Local LLM Arena — Local Multi-Model AI Comparison Platform

A privacy-first, local-only web application for side-by-side evaluation of multiple AI models via Ollama, with blind evaluation, per-model hyperparameters, and exportable results.

Version 3.0.0 — Advanced Model Configuration & Blind Testing

Note: This application uses Ollama (© Ollama, Inc.) as the local inference engine. Ollama is a separate product with its own MIT License. All models run locally on your machine through Ollama.

🎯 Problem Statement

Privacy and Compliance Constraints in AI Evaluation

Organizations and individuals in regulated industries (healthcare, finance, legal, government) face significant barriers when evaluating AI models:

Data Sensitivity: Sending proprietary or sensitive data to cloud-based comparison platforms (ChatGPT Arena, LMSys) violates privacy policies and compliance requirements (GDPR, HIPAA, SOX)
API Key Risk: Cloud tools require API keys, creating security exposure and audit complexity
No Control Over Data: Once data leaves local systems, there's no guarantee of deletion, non-training use, or compliance with data residency laws
Vendor Lock-in: Cloud platforms control access, pricing, and model availability

Limitations of Cloud-Based Comparison Tools

Existing solutions like ChatGPT Arena and LMSys are excellent for public benchmarking, but fail for:

Private datasets: Cannot evaluate models on proprietary or confidential information
Offline environments: Require internet connectivity and external dependencies
Reproducibility: No control over model versions, parameters, or state persistence
Cost: API usage fees accumulate quickly during evaluation campaigns
Auditability: No local logs or exportable artifacts for compliance reporting

Ollama Arena solves this by bringing multi-model evaluation entirely to your local machine, with zero external API calls and complete data sovereignty.

✨ Features

1. Side-by-Side Comparison

Benchmark multiple models at once. Witness real-time generation and compare how different architectures handle the same prompt across independent context windows.

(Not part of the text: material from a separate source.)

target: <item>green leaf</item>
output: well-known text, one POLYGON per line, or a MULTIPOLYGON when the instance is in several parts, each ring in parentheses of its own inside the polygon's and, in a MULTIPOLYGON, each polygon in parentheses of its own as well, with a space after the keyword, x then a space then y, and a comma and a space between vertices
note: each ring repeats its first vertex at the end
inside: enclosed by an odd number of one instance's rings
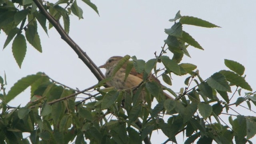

2. Multi-Model Blind Testing

Eliminate brand bias. In Blind Mode, model names are hidden, allowing you to vote for the best response based purely on the quality and accuracy of the output—essential for objective model evaluation.

3. Audit-Ready History & Export

Every session is documented. Export your chat history and model performance metrics into structured JSON files for internal audits, compliance reporting, or further RAG analysis.

4. Audit-Ready History & Export

Every session is documented. Export your chat history and model performance metrics into structured JSON files for internal audits or compliance reporting.

🏗️ System Overview

Local-First Architecture

Ollama Arena is a 100% local, zero-cloud Flask web application that orchestrates multiple AI models through Ollama:

No API Keys Required: All models run locally via Ollama's inference engine
No Internet Dependency: Works completely offline (after initial model downloads)
Full Data Control: Conversations never leave your machine
Browser-Based UI: Modern, responsive interface accessible at http://127.0.0.1:7860

Multi-Model Orchestration with Advanced Configuration

Arena Mode: Send identical prompts to 2-6 models simultaneously for blind comparison
Blind Evaluation: Hide model identities to eliminate bias (Model A, B, C labels)
Per-Model Hyperparameters: Configure 6 parameters independently per model instance
- temperature, top_p, top_k, repeat_penalty, num_predict, seed
Multi-Configuration Testing: Compare same model with different parameter sets
Single Model Mode: Interactive chat with one model at a time
Dynamic Model Switching: Start in arena mode, continue conversations with individual models
Real-Time Streaming: See responses as they're generated, character by character

Persistent State and Exportable Artifacts

Conversation Export: Download full chat histories as JSON with timestamps and metadata
Blind Mode Export: Privacy-preserving exports with masked model names until revealed
Session Persistence: Conversations survive browser refreshes (in-memory state)
Model Metadata Tracking: Records model names, hyperparameters, response times, and token counts
Voting System: Like/dislike responses in blind mode for unbiased evaluation
Audit Trail: Complete logs available in logger.py output for compliance verification

✨ Key Features (v3.0.0)

🎭 Blind Evaluation Mode

Eliminate bias in model comparison by hiding model identities during evaluation.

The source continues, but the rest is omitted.